En el extracto bancario también aparecen 643 euros en hoteles de 4 y 5 estrellas y balnearios, 5.003 euros en establecimientos de decoración y arquitectura, 4.000 euros en el El Corte Inglés y 2.000 euros (ambos también en cifras exactas) en la boutique de lencería femenina Kidama, en Mallorca.

Desde compras en internet de un euro a noches de hotel de 9.000

Lo pagaban todo, absolutamente todo. Para muestra una llamada telefónica, de Miguel Blesa, el expresidente de Caja Madrid y que tenía un sueldo de alrededor de 3 millones de euros al año. Pagó los 0,26 céntimos de una llamada telefónica de una cabina con la tarjeta «B» de Caja Madrid.

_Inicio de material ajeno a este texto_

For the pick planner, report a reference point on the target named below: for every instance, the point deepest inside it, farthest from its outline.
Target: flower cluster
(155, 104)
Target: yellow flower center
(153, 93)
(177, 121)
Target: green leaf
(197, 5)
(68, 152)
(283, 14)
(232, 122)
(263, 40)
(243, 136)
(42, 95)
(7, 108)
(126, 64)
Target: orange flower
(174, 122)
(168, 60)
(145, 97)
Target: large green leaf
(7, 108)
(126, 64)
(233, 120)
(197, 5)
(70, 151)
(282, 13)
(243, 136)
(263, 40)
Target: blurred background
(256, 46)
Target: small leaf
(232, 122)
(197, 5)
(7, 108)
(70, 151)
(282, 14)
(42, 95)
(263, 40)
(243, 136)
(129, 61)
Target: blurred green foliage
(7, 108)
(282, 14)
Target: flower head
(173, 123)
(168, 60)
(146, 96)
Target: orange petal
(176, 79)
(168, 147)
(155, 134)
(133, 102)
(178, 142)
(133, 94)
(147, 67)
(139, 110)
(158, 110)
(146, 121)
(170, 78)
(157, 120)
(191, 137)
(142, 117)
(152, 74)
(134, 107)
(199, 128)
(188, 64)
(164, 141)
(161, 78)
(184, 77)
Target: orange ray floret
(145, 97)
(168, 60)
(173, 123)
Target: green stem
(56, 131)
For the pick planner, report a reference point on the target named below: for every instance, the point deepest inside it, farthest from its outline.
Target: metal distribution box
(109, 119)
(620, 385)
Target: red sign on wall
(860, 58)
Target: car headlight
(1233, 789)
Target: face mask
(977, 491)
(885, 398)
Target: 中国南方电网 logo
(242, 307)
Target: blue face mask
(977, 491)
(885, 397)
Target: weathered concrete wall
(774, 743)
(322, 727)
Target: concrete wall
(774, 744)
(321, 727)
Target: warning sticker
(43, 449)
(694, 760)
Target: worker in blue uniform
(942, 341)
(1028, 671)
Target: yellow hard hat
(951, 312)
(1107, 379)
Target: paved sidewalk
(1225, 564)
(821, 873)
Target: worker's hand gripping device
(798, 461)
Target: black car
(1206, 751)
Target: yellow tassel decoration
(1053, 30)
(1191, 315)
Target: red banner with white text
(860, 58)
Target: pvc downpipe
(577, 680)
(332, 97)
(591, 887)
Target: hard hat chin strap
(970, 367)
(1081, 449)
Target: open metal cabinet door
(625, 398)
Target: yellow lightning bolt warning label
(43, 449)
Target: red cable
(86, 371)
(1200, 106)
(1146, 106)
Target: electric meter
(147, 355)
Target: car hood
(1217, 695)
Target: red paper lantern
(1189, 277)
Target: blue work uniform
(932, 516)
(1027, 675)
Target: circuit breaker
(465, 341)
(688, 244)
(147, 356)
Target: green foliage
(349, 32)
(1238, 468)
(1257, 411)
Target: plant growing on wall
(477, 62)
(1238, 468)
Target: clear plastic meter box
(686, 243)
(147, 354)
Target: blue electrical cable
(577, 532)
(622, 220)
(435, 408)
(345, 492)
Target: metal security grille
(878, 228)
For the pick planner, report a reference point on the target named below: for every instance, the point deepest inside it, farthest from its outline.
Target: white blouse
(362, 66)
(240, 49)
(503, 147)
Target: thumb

Y de ahí a los 9.000 euros que se dejó en una sola noche en el hotel Ritz.

Objetos religiosos

Rato estrenó su tarjeta pagando 90 euros en una gasolinera, que en los dos años siguientes empleó para dejarse 2.439 euros de una sola vez en una tienda de arte sacro o 2.172 en cinco días de febrero de 2011 en «clubs, salas de fiesta, pubs, discotecas y bares».

El derrroche del último día

Blesa hizo su última y se dejó 4.000 euros en productos de informática y telefonía de los 436.688,42 en total que sufragó la caja.

Durante los siete años anteriores, las más de 1.600 veces que usó su visa fue para costearse restaurantes de lujo, hoteles de cinco estrellas, joyerías, un viaje a Sudáfrica pagado el día de su cumpleaños, ropa de marcas exclusivas y frecuentes compras en una reconocida tienda de vinos, mezclados con establecimientos de comida rápida, gasolineras y peajes de autopistas.